WSUS showing patch as either applied or not applicable..

However, just yesterday I logged onto one of my XP machines and I got a Windows update rompt, but that was odd because I was sure I was up-to-date. The prompt says you need  B967715 which is a patch that correctly disables AutoRun. Nice! So, MS did simplify the whole thing. They released Security advisory 967940 which points to patch 967715 for 2000,XP,2003. And to top it all off MS even addresses the confusion I mentioned in their FAQs. So my new suggestion is to apply the GPO and include the 967715 to your WSUS required patches and you should be good to go. Thanks for addressing the issue MS, maybe Bill Gates reads my blog?

Here are the links…

http://www.microsoft.com/technet/security/advisory/967940.mspx

http://support.microsoft.com/kb/967715

PS. If you already installed KB950582, you won’t need the KB967715 and it won’t show as needed.

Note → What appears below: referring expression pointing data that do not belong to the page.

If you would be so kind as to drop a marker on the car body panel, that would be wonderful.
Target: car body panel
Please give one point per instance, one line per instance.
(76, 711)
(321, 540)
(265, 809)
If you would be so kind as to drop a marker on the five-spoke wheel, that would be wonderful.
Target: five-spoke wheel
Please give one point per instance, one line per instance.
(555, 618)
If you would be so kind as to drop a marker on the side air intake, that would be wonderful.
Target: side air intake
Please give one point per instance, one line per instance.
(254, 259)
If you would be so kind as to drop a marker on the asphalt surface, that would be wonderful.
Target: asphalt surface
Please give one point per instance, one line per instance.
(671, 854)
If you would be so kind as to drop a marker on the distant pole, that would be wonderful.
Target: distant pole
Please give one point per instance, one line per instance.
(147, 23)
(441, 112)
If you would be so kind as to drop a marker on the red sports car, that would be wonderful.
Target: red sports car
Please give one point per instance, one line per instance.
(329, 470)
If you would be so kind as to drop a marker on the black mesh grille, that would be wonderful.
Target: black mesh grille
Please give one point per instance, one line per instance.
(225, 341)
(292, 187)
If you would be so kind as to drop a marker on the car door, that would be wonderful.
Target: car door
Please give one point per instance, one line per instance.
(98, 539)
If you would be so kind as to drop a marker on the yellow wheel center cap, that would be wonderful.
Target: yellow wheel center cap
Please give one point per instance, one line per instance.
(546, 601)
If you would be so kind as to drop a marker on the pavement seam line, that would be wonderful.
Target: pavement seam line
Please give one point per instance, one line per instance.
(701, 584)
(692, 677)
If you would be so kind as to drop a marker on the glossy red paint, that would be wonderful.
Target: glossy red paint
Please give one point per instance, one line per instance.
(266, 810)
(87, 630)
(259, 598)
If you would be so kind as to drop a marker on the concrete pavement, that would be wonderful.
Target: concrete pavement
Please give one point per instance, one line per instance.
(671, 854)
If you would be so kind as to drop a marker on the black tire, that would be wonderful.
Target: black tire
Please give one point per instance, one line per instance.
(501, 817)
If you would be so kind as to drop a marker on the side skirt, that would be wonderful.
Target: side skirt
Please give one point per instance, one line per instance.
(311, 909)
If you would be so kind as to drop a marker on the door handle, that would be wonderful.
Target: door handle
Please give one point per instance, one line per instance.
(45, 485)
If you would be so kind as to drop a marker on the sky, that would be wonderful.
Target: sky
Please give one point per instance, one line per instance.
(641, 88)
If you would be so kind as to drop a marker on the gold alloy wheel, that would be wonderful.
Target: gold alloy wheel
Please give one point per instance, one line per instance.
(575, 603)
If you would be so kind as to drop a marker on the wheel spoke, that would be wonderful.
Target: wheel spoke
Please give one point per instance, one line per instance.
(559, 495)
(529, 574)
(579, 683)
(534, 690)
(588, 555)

Why are there two places to get this update?

These updates are available in two places due to the way the updates were originally offered. The updates that were offered in Microsoft Knowledge Base Article 953252 were not available from automatic updating (including Automatic Updates, Windows Update,
and Windows Server Update Services) and therefore required users to manually find these updates and install them. The updates that are offered in Microsoft Knowledge Base Article 967715 contain the same updates that correctly respect the registry keys values to disable Autorun as in Microsoft Knowledge Base Article 953252, but are being distributed via automatic updating.